Thanks!!!!!Can I arrange for interview from Kuwait since I am planning to visit for 5 days next month


----------



## elitel (Aug 11, 2010)

INDOZ said:


> Thanks!!!!!Can I arrange for interview from Kuwait since I am planning to visit for 5 days next month


Were you able to enter the site? If yes, there no need for the stress of traveling for the interview. Everything things can be done online. visit the site direct at (engineeringjobsvilla dot info) and submit your application in any position you are qualify for assessment and consideration.


----------



## ksanand (Jan 2, 2014)

*Looking for IT Job*

Hello,

I am a Malaysian in Malaysia now and I would love to come to Australia, live and work. I have 20yrs of IT experience and I am right now working as a IT Manager & IT Security Manager. 
Can anyone let me know if there is any vacancies there which I can apply.

Thanks

KSA


----------



## GBP (Jun 1, 2013)

IT jobs in Aus are going offshore to somewhere else. So, it is probably not a very good idea now.


----------



## ksanand (Jan 2, 2014)

GBP said:


> IT jobs in Aus are going offshore to somewhere else. So, it is probably not a very good idea now.

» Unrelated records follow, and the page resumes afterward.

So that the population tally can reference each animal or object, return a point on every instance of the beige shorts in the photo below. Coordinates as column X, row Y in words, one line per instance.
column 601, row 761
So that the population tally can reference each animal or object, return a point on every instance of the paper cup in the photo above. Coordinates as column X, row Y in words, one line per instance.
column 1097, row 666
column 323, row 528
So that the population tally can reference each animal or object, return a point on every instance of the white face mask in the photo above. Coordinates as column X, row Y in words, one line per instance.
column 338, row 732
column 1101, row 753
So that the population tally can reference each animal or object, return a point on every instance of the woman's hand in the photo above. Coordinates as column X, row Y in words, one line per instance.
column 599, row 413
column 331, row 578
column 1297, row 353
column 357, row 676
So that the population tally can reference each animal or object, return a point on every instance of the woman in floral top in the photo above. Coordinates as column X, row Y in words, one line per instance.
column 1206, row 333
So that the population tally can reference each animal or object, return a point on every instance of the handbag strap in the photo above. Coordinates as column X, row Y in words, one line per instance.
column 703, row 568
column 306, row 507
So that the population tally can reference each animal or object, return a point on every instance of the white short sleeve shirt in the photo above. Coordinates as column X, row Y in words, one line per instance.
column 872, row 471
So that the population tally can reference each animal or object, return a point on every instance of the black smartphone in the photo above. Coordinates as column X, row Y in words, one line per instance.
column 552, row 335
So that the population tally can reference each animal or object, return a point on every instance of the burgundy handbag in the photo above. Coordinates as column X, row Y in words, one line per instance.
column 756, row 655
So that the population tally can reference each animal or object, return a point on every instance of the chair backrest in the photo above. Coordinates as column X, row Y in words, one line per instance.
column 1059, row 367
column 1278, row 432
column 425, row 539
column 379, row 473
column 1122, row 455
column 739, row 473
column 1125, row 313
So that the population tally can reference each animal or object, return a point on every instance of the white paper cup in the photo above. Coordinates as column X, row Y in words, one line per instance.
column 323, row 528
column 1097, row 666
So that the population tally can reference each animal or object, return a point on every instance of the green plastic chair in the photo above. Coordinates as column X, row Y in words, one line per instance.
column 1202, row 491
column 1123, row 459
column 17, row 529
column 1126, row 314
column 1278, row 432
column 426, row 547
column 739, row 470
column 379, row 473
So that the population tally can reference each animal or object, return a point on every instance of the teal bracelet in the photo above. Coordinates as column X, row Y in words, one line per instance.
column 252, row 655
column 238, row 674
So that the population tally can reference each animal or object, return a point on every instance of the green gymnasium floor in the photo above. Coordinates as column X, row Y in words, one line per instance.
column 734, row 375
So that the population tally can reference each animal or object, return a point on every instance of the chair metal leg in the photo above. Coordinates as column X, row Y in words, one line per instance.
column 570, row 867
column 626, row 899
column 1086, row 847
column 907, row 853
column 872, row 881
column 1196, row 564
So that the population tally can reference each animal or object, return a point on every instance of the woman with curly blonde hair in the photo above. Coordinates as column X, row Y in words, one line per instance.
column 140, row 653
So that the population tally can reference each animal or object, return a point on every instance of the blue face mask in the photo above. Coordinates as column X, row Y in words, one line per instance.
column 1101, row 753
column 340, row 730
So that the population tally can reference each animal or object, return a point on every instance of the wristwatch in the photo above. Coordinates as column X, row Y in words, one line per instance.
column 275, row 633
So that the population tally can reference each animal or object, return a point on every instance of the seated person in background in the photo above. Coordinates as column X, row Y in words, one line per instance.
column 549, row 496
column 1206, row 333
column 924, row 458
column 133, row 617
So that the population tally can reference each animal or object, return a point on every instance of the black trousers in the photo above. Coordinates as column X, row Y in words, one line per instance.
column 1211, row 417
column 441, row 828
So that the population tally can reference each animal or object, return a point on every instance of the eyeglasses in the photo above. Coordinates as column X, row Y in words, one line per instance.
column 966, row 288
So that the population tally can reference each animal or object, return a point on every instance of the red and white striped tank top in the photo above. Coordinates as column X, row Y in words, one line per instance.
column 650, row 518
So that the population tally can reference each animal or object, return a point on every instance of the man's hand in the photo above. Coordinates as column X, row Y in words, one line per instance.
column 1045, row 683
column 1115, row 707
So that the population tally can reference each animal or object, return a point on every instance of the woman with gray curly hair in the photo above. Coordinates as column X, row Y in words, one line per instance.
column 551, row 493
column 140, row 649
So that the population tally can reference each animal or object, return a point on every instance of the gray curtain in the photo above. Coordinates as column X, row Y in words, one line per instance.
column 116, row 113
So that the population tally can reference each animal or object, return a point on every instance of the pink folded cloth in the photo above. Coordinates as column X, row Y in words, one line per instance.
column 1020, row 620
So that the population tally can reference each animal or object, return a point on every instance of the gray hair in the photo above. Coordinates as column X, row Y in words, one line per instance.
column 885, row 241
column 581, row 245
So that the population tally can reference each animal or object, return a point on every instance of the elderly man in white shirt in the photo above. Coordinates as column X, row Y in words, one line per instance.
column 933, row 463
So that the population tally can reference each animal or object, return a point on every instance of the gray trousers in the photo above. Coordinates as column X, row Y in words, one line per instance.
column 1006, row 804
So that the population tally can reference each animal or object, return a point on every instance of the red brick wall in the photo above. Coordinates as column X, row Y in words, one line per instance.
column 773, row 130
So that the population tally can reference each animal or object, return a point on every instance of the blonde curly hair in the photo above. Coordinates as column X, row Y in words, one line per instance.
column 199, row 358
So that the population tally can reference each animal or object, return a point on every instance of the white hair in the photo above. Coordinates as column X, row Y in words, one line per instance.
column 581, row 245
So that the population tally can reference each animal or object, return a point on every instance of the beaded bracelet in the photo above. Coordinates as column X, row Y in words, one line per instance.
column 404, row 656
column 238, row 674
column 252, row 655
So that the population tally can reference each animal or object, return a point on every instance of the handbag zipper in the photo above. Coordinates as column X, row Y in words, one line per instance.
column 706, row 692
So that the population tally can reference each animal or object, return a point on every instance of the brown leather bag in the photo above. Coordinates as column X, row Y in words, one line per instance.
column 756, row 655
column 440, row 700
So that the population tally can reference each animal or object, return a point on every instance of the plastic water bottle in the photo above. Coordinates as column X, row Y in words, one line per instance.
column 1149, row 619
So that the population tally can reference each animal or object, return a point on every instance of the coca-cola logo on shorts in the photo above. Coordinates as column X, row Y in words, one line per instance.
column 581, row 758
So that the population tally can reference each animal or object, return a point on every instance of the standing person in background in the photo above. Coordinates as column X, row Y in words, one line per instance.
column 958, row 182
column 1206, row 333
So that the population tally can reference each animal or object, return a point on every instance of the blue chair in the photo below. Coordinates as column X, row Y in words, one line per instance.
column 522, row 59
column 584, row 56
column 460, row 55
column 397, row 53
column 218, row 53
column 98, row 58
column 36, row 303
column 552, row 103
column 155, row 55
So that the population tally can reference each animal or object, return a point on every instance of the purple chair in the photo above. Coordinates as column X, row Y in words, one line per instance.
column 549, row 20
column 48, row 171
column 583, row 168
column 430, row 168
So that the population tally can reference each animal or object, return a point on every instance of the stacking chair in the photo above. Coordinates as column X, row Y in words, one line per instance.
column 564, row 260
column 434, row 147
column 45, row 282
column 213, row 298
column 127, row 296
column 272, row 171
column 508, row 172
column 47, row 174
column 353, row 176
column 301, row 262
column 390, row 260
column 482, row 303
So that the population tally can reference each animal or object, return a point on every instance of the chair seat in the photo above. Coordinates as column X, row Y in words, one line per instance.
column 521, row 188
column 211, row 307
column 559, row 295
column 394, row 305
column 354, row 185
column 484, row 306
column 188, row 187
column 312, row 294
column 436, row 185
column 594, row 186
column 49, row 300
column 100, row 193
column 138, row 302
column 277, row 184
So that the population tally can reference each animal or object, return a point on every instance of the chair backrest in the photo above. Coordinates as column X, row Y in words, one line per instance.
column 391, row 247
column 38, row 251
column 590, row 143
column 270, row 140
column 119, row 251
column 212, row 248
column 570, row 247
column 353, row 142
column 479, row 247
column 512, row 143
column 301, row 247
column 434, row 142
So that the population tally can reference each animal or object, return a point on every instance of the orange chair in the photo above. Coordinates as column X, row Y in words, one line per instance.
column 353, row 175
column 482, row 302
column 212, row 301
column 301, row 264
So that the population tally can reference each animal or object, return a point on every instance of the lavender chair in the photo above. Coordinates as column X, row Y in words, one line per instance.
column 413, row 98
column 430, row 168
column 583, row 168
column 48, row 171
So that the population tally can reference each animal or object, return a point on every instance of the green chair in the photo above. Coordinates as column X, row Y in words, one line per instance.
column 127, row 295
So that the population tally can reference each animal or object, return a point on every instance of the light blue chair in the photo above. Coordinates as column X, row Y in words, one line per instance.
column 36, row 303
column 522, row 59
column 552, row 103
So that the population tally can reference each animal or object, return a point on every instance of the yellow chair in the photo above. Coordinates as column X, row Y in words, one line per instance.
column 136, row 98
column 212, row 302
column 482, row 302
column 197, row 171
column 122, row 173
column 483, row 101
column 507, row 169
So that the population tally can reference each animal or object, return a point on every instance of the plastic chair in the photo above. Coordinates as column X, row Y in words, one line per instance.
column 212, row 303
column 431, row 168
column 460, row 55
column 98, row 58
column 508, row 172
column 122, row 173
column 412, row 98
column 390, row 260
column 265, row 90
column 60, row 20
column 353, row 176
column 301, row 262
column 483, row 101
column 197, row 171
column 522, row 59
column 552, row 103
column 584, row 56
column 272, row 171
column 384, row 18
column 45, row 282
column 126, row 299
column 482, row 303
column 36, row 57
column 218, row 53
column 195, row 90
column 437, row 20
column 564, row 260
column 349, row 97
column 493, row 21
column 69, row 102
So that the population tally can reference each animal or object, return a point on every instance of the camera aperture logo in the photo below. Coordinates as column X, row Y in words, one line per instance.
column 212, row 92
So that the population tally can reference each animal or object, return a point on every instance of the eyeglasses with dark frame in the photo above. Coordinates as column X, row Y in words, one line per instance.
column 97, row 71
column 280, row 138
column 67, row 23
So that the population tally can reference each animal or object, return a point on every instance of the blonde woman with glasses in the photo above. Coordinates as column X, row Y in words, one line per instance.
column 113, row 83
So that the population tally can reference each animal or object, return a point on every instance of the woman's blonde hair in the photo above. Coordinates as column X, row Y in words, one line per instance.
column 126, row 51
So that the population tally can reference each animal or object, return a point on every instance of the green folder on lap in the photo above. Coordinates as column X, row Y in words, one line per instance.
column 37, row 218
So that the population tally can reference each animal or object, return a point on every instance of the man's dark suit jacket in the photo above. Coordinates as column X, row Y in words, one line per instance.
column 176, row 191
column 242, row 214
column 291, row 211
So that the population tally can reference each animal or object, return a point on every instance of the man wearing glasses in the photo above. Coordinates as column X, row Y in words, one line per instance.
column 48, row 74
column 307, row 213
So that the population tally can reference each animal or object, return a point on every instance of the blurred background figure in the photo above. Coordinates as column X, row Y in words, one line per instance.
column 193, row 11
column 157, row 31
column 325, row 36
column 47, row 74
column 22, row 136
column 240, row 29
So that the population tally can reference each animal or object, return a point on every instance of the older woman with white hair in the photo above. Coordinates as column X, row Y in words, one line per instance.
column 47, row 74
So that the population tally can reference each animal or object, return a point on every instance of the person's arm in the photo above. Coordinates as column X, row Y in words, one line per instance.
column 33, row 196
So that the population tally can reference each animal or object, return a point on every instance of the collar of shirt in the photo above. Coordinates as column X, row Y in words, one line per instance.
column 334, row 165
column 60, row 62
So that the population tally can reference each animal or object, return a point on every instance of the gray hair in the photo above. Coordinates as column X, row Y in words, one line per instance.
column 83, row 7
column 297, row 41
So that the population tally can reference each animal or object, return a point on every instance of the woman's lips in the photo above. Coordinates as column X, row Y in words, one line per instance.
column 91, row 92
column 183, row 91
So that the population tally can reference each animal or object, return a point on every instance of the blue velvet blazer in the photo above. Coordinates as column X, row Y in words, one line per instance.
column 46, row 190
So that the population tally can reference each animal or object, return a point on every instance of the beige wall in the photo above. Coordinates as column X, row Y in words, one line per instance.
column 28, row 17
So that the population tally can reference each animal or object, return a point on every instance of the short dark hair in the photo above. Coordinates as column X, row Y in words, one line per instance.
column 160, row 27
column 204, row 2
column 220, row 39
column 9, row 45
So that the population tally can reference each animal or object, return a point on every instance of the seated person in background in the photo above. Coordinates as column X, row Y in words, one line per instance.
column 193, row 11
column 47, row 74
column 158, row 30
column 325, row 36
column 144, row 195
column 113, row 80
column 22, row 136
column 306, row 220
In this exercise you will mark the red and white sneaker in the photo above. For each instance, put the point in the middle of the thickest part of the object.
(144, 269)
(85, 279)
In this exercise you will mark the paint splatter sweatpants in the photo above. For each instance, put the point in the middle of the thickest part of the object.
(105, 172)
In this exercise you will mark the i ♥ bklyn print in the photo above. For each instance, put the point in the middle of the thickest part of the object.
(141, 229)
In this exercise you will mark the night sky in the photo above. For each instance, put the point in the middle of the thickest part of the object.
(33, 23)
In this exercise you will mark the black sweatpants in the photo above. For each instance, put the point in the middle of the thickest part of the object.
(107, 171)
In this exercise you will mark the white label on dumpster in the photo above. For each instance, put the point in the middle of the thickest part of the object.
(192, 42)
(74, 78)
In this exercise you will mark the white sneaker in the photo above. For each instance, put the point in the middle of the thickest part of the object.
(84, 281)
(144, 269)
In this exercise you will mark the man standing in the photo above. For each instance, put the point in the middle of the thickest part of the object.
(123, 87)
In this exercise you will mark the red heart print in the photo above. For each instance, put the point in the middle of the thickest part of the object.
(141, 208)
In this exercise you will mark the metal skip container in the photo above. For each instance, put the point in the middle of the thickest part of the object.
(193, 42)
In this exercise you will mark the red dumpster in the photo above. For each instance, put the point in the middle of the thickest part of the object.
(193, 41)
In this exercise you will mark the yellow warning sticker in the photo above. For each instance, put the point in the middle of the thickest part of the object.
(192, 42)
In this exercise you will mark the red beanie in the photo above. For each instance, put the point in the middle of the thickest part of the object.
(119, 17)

What you mean by going offshore?


----------



## GBP (Jun 1, 2013)

ksanand said:


> What you mean by going offshore?


means Aus company are outsourcing their IT works to companies not in Aus.


----------



## ksanand (Jan 2, 2014)

GBP said:


> means Aus company are outsourcing their IT works to companies not in Aus.


Interesting...thanks for the info.


----------



## ksanand (Jan 2, 2014)

Sopcai said:


> go to jobseeker


Thanks, will do.


----------



## TheCoolKoala (Aug 5, 2014)

you can find if you have contacts, match the EXACT requirements for the job, and if you have luck. However, as said above, Australia is not different than other "western" economies.
Companies find any possible ways to reduce costs, and outsource whatever they can to low cost countries such as india, thailand etc...
IT is often not the strategic department of a company, and IT jobs unfortunately among the first to be outsourced.
This said, if you can show you can add value and help a company to save $$$, you have good chances.


----------



## prakash007 (Aug 10, 2014)

what is the engineeringjobsvilla url?


----------